With an outbound 4-over par 39, Stephen Gallacher seemed to have undone all of the good work he did on the final holes of round 3. But with three par 5’s on the back 9, and with no-one else making significant progress to the top of the leaderboard, Gallacher knew that if he held patient, his chance would come. And so it proved. Gallacher made 4 birdies in the final 9 holes, including holes 16 and 17, and he came down the final hole needing a par for victory. Despite his approach almost spinning back into the water, and his first putt leaving him a knee-knocking 4ft from the cup, Gallacher did survive the final test to become the first player in the history of the Dubai Desert Classic to successfully defend the title, and in doing so picked himself up a cheque for €303,268.

It is testament to the hard work and dedication of the governments, golf federations and golf governing bodies that the Middle East is able to host four significant events on the European Tour; the three Swing events and of course the season-ending DP World Championships, hosted at Jumeirah Golf Estates. These events attract the best players in the world, enabling golf fans in the region to witness their mesmerising skills up close and personal. And of course, it’s not just local fans. These tournaments attract many holiday makers to the area, who look to combine a week in the desert sun with the opportunity to watch world-class golf.
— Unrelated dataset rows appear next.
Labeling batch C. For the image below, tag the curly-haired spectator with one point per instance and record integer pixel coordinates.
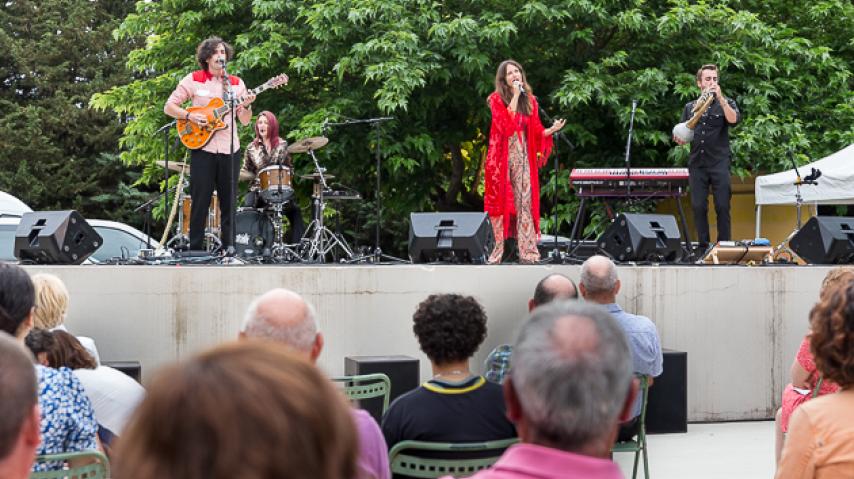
(821, 431)
(455, 405)
(250, 410)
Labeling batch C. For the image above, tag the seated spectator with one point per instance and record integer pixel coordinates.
(283, 316)
(600, 284)
(455, 405)
(552, 287)
(249, 410)
(52, 306)
(19, 422)
(567, 426)
(803, 372)
(821, 432)
(67, 420)
(113, 394)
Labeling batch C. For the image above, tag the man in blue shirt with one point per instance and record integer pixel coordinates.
(599, 284)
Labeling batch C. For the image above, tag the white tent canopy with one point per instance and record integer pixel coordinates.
(835, 186)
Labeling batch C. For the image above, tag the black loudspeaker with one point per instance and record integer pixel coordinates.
(403, 371)
(55, 237)
(825, 240)
(667, 409)
(638, 237)
(450, 237)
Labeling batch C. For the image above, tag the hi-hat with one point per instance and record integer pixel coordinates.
(175, 166)
(306, 144)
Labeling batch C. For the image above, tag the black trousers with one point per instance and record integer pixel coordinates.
(700, 178)
(290, 209)
(209, 172)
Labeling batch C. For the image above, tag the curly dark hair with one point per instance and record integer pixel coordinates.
(449, 327)
(832, 338)
(207, 48)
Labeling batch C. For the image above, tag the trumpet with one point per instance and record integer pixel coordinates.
(685, 131)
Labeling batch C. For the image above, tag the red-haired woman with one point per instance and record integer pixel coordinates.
(267, 149)
(518, 147)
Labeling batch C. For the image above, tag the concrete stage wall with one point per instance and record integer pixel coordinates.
(740, 325)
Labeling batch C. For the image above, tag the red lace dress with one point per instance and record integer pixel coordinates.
(517, 149)
(791, 398)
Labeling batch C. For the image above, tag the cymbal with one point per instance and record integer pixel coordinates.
(315, 176)
(175, 166)
(306, 144)
(245, 175)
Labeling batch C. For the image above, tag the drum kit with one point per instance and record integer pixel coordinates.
(258, 231)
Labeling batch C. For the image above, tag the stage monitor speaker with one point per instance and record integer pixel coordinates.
(825, 240)
(55, 237)
(642, 237)
(450, 237)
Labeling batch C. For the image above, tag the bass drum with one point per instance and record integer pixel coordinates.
(253, 233)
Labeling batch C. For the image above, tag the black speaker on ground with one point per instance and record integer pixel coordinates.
(642, 237)
(825, 240)
(403, 371)
(55, 237)
(667, 410)
(450, 237)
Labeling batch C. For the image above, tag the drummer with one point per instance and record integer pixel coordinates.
(268, 149)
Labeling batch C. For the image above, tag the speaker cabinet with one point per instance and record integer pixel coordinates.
(55, 237)
(825, 240)
(403, 371)
(450, 237)
(642, 237)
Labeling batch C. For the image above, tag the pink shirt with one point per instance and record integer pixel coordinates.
(526, 461)
(202, 92)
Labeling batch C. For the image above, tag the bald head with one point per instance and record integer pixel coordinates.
(599, 282)
(283, 316)
(552, 287)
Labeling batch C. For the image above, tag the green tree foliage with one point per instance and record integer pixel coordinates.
(55, 151)
(431, 65)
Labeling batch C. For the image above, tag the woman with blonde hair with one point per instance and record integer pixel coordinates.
(250, 409)
(52, 300)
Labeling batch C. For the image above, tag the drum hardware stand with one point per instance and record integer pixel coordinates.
(811, 179)
(320, 239)
(377, 256)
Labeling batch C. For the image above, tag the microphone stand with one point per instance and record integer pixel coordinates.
(556, 258)
(377, 256)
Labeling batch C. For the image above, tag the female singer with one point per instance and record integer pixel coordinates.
(518, 146)
(268, 148)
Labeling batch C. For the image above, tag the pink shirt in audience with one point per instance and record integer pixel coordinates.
(528, 461)
(373, 452)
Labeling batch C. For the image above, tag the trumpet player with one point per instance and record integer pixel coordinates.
(709, 161)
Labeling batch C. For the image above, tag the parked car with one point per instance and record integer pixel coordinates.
(120, 240)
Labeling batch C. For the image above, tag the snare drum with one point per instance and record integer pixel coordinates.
(213, 222)
(275, 183)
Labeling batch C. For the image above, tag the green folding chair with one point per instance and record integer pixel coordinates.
(405, 460)
(96, 466)
(366, 386)
(638, 445)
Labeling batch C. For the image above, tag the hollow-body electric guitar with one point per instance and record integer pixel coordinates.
(194, 136)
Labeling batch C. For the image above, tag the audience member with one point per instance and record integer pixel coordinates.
(820, 443)
(552, 287)
(455, 405)
(113, 394)
(19, 422)
(52, 300)
(567, 426)
(249, 410)
(283, 316)
(599, 284)
(803, 372)
(67, 420)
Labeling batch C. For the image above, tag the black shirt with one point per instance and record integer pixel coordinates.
(710, 145)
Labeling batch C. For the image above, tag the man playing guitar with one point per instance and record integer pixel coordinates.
(212, 166)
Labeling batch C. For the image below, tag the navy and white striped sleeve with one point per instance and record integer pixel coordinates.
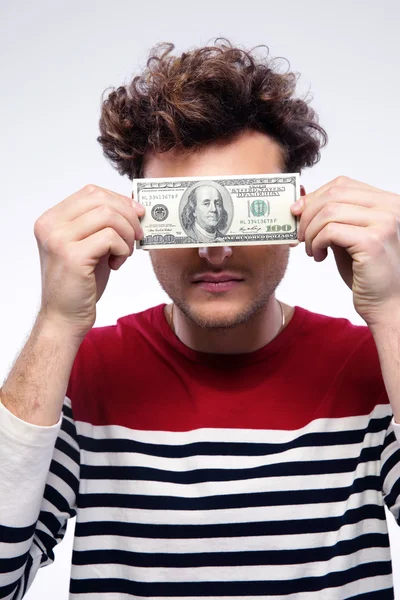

All the events held in the Middle East are superbly organised. The players are treated to wonderful hospitality and genuinely look forward to this time of the year. For the fans, it’s a month of wonderful sporting action, an opportunity to get close to the players and to walk some of the best manicured courses in the world.

Congratulations to Abu Dhabi Golf Club, Doha Golf Club and to Emirates Golf Club for their excellent hosting of the Desert Swing events, and of course we can’t forget the various sponsors who help make it all happen.

Roll on November, when the professionals come back to town for the final event of the season, the DP World Championships.